Apparently it is already possible to ‘transmit’ commercials through dreams. And it is that a woman says she participated in an experiment of the Coors beer brandwho managed to successfully insert advertisements for their products in their dreams.
The woman, who is a travel writer named Bobbi Gould, said she responded to a Craigslist ad that claimed a brand was willing to pay people $1,000 just to sleep.
Gould and her boyfriend responded to the ad and were ushered into a Los Angeles warehouse where more than a dozen volunteers were hooked up to brain-monitoring equipment as Coors salespeople watched.
Gould and the other subjects were instructed to watch a video featuring Coors products amid waterfalls and jungle scenery., and were instructed to try to fall asleep while listening to the audio of the video they just watched. Over the next eight hours, the travel writer said that she did, in fact, have a series of Coors dreams.
“I had one where I was in a jumper jumping with Coors products. In another, I was on a plane throwing cans of Coors on people and they were cheering me on,” Gould said, according to Futurism.
After the sleep session, the travel writer said she and her colleagues were led into a focus group where they were made to discuss the experience, which she said made them feel like lab rats.

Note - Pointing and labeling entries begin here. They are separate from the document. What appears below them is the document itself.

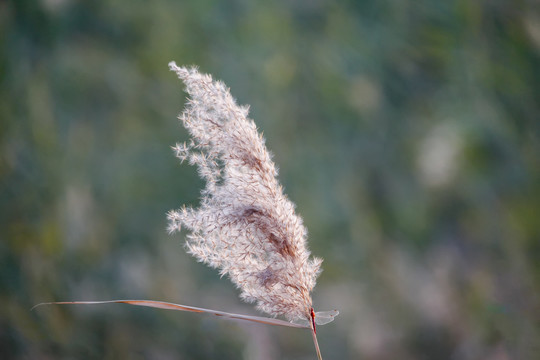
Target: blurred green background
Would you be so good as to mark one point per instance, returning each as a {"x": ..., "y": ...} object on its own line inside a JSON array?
[{"x": 407, "y": 133}]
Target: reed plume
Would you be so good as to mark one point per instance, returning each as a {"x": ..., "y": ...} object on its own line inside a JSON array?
[{"x": 245, "y": 225}]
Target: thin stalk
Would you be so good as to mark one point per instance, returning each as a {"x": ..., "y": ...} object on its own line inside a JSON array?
[{"x": 315, "y": 342}]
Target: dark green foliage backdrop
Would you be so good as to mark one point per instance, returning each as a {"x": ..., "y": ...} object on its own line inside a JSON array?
[{"x": 407, "y": 132}]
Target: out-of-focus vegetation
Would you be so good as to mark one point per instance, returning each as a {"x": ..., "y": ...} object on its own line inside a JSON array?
[{"x": 407, "y": 132}]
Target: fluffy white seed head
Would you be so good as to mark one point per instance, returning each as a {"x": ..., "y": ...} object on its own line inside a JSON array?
[{"x": 245, "y": 226}]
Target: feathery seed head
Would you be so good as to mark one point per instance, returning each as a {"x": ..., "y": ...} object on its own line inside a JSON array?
[{"x": 245, "y": 226}]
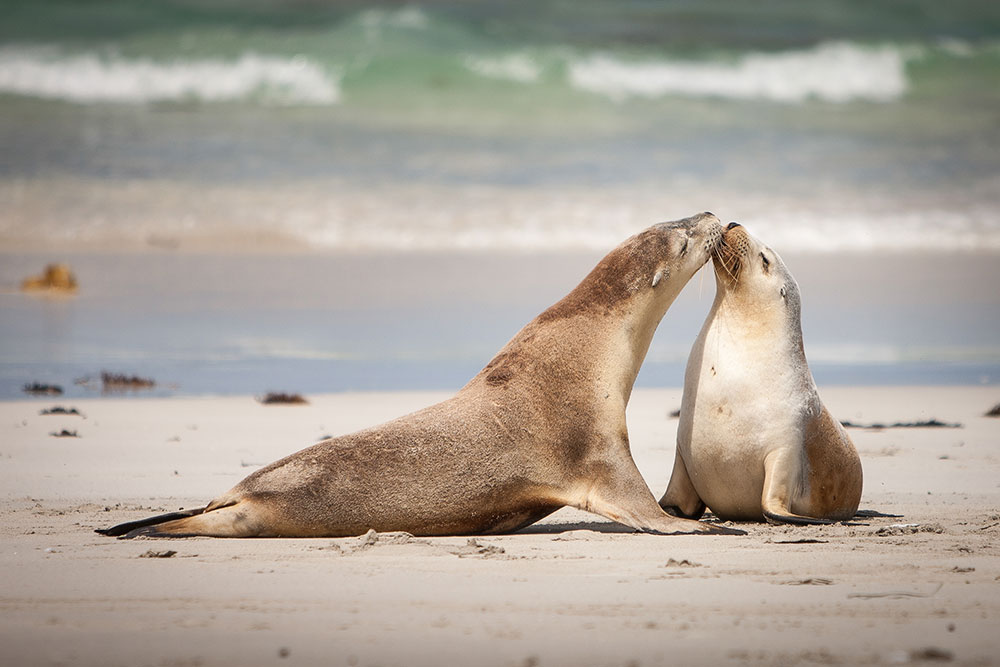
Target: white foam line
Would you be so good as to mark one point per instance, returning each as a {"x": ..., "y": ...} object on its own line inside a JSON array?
[
  {"x": 832, "y": 72},
  {"x": 90, "y": 78}
]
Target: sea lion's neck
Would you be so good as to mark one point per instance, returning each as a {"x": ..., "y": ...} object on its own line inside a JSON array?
[{"x": 638, "y": 325}]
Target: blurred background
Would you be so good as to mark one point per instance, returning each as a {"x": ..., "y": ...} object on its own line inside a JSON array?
[{"x": 328, "y": 196}]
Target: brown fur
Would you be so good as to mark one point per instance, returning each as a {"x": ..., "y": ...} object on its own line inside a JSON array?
[
  {"x": 541, "y": 426},
  {"x": 835, "y": 475}
]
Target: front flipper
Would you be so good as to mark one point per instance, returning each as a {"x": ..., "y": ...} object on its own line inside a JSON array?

“They were trying to implant Coors in our brainsGould said.
This alleged test isn’t the first we’ve heard about Coors’ efforts to insert ads into dreams.
In June 2021, Science Magazine reported that Coors, along with others including Xbox and Burger King, were working with scientists to design advertisements in volunteers’ dreams using audio and video.
The Science report also noted that 40 dream researchers signed an open letter calling for the regulation of targeted dream incubation experimentslike Coors.
They said that while this type of dream manipulation is currently voluntary, it’s easy to imagine a world in which smart speakers (40 million Americans currently have them in their bedrooms) become passive and unconscious advertising tools for the overnight, with or without our permission.